References: BERT, part one: the bidirectional encoder and its structural tokens

Source material

Source material:
• Stanford CME 295: Transformers & Large Language Models, Autumn 2025
  Instructor: Afshine Amidi & Shervine Amidi, Stanford University
  Course site: https://cme295.stanford.edu/
  Cheatsheet: https://cme295.stanford.edu/cheatsheet/
  Source lecture (Lecture 2, Transformer-based models & tricks):
    https://www.youtube.com/watch?v=yT84Y5zCnaA
  License (lecture videos): as published on Stanford's public YouTube channel
  License (Amidi cheatsheets): MIT
This lesson adapts the architecture half of Stanford CME 295 Lecture 2's
BERT section. The next lesson covers BERT's pretraining objectives (MLM
and NSP) and the train-then-fine-tune workflow. Clawdemy provides
original notes, summaries, and quizzes derived from this material for
educational purposes. All rights to the original lectures remain with
Stanford and the instructors.

Going deeper

A short list, chosen for durability.

“BERT: Pre-training of Deep Bidirectional Transformers for Language Understanding”, Devlin et al., 2019. The BERT paper. The lecturer’s “around 170k citations” claim refers to this paper. Section 3 covers the architecture in detail. (Pretraining and fine-tuning live in the next lesson’s references.)
“Deep contextualized word representations”, Peters et al., 2018. The ELMo paper the lecturer mentions. Worth reading for the bidirectional-LSTM precursor approach to bidirectional representations and the contrast with what made BERT scale better.
“Attention Is All You Need”, Vaswani et al., 2017. The original transformer paper. BERT is the encoder of this architecture, applied with different pretraining objectives (next lesson). Read section 3 for the encoder mechanics if you have not already.
Hugging Face Transformers documentation for BERT. The de facto reference for using BERT in practice. Covers tokenizers, model variants (cased, uncased, multilingual), and loadable pre-trained checkpoints.
“Subword Tokenization and the Word-Pieces Algorithm”, Schuster & Nakajima, 2012. The original WordPiece paper (Google Research). For readers who want to dig into the tokenizer BERT uses; also relevant background for our tokens lesson in Phase 1.
Stanford CME 295 cheatsheet by the Amidi twins. MIT-licensed. Single-page reference for the same material in their dense visual style.

Adjacent topics

Topics that build on or sit beside this one.

The BERT family (architecture variants). Most of the BERT family preserves the encoder-only, bidirectional shape and changes other dimensions (training recipe, size, attention mechanism). DeBERTa, for instance, introduces disentangled attention with separate position encoding; ALBERT shares parameters across layers for a smaller model.

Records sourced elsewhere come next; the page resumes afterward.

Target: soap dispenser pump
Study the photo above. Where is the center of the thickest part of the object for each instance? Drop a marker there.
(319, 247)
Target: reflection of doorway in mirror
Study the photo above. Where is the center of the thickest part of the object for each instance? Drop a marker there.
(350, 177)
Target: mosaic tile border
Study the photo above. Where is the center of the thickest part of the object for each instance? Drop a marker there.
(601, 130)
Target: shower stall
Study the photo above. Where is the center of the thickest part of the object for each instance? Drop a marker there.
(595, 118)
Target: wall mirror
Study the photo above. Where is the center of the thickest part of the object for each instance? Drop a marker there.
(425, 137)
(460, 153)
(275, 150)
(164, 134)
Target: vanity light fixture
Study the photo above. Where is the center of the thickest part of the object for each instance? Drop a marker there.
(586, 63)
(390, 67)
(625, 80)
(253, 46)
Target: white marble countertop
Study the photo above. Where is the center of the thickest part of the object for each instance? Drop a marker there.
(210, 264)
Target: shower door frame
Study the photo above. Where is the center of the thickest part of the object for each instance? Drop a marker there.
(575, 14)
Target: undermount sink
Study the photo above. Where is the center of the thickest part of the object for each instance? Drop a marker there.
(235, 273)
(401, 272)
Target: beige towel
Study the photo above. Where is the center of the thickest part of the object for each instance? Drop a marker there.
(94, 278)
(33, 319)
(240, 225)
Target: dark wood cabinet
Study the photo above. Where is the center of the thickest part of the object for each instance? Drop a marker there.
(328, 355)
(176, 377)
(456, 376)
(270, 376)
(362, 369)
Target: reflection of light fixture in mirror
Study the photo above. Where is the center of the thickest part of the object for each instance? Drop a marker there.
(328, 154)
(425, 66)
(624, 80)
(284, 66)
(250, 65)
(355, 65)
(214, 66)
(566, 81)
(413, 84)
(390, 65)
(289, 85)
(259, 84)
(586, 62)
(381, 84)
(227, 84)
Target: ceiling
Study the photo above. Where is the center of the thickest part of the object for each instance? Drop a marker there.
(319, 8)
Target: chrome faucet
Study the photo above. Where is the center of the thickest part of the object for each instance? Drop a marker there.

The next lesson covers DistilBERT (compression via distillation) and RoBERTa (better training recipe).
Cross-lingual BERT variants. mBERT (multilingual BERT, trained on 104 languages) and XLM / XLM-R (cross-lingual language models) extend the BERT recipe to multilingual settings. Loosely parallels the mT5 line in the encoder-decoder family from the previous lesson.
Sentence embeddings. BERT’s CLS embedding is sometimes used directly as a sentence embedding for similarity tasks, but the paper Sentence-BERT (Reimers & Gurevych, 2019) showed that vanilla BERT CLS embeddings are surprisingly weak for similarity; a small fine-tuning step on a similarity-shaped task produces dramatically better sentence embeddings. Worth reading if you build retrieval or semantic-search systems.
Where to go next. The next lesson covers BERT’s training: pretraining objectives (MLM and NSP), the 80/10/10 masking mix, and the train-then-fine-tune workflow.

Original sources

The primary papers, in chronological order.

“Attention Is All You Need”, Vaswani et al., 2017. The original transformer.
“Deep contextualized word representations”, Peters et al., 2018. ELMo.
“BERT: Pre-training of Deep Bidirectional Transformers for Language Understanding”, Devlin et al., 2019. BERT.

Community discussion

None selected for this lesson. BERT’s architectural place in NLP is well-established and the relevant discussion has consolidated into the academic literature plus the Hugging Face documentation cycle. Durable references will be added at a future quarterly review if any consolidate.